In May 1959, Oscar Peterson recorded the excellent album Sonny Stitt Sits In With The Oscar Peterson Trio. Besides working with Stitt, Ella and Louis, Peterson recorded albums under his own name with Milt Jackson from the Modern Jazz Quartet, Stan Getz, Ben Webster, Buddy DeFranco and Lester Young. Among his other highlights from this time are On The Town (1958), Oscar Peterson At The Concertgebouw (1958) and The Jazz Soul Of Oscar Peterson (1959)

He stayed with Verve through the mid-1960s and during this time recorded one of his most successful records, which is still a big seller: 1963’s Night Train. One of the tracks on the album is ‘Hymn To Freedom’ that with added words became one of the crusade songs of the Civil Rights Movement led by Dr. Martin Luther King, Jr. According to Peterson, “A few months after the session, Norman and I were discussing the album and he brought up the possibility of having lyrics put to the tune. He contacted a lady by the name of Harriette Hamilton, and asked her to write the lyrics, which she did, and thus was born the true ‘Hymn To Freedom’ song as we know it today.” Two of his 1960s recordings that are a must-hear are A Jazz Portrait Of Frank Sinatra and West Side Story.
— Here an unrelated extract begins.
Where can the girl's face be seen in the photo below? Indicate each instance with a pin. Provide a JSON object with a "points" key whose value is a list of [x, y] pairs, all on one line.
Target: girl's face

Peterson founded a Toronto jazz school in the 1960s, calling it the Advanced School of Contemporary Music. He also spent a lot more time writing music and proved himself a gifted composer. He wrote The Canadiana Suite (1964) in the early 1960s, and music for several Canadian films including Big North and The Silent Partner (1963). He also wrote a jazz ballet, a suite called ‘Africa’ and the ‘Easter Suite’ commissioned by the BBC, and a suite for the Olympic Arts Festival of the Calgary Winter Olympics in 1988.

He was made a Companion of the Order of Canada, Canada’s highest civilian honour. He won eight Grammy Awards (including a Lifetime Achievement Grammy), and the 1993 Glenn Gould Prize. Anyone who works as hard as Peterson has to be determined, and he proved his level of determination in 1993; after a stroke in which he lost the use of his left hand, within a year he had returned to tour the world playing the piano. He continued to perform until shortly before his death in December 2007.

Oscar Peterson truly was a jazz giant whose star is sometimes unjustly eclipsed by some players who have led shorter or more chaotic lives. His recorded legacy would take weeks to listen to if played continuously back-to-back, and among it, you will be hard-pressed to find anything that is not exemplary; most of it is brilliant.